Question 2: As EU countries, why don't Sweden and Denmark use the euro? Sweden, a Nordic country, held a referendum on whether to join the euro zone on September 14. The result is that 56. 1 people oppose Sweden's joining the euro zone, and 4 1.8% people support Sweden's joining the euro zone.
Sweden joined the European Union in 1995, but when 1999 started, Sweden chose not to join the euro zone. Since last year
Since Sweden decided to hold a referendum on whether to join the euro zone, this issue has been debated in Sweden. Supporters including * * *, economic circles and the media believe that with the gradual deepening of European integration, Sweden will be marginalized if it stays outside the euro zone for a long time, and joining the euro zone will help Sweden's economic development. However, opponents of Sweden's joining the euro zone believe that joining the euro zone may affect Sweden's high welfare and high tax system. At present, Sweden's economic development is better than the euro zone, and there is no good reason for Sweden to join the euro zone.
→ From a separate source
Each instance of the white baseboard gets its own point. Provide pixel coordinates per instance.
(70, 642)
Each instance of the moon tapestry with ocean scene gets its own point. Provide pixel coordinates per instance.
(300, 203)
Question 3: Can Denmark use the euro? Danish krone, I suggest you go to the United currency exchange. His exchange rate is still good. The point is that you don't need to make an appointment.
Question 4: Does Denmark use the euro? A few shops will accept it, and their cashier will mark it, but the change will be given to Danish kroner, but it is recommended to change it into Danish kroner in advance to save trouble.
Question 5: Can Danish currency be exchanged at home? Can I use euros in Denmark? Danish krone, I suggest you go to the United currency exchange. His exchange rate is still good. The point is that you don't need to make an appointment.
Question 6: Can Copenhagen use the euro? Nordic countries (Finland uses the euro) use their own currencies, but the US dollar is freely convertible. The Danish currency is the Danish krone, and the exchange rate is 1 krone, which is about 1. 1 RMB. The currency of Sweden is the Swedish krona, and the parity is 1 krona, which is about 1. 1 RMB. This may be the reason for Finland's economic development ~ ~ other countries have not indicated their entry. Originally, the four countries were relatively independent countries ~, but Copenhagen is quite international ~
Question 7: Which countries use the euro? 1) Euro is the currency of EU 12 countries. These 12 countries are Austria, Belgium, Finland, France, Germany, Greece, Ireland, Italy, Luxembourg, the Netherlands, Portugal and Spain, which are collectively called the euro zone. 1 euro = 100 cents.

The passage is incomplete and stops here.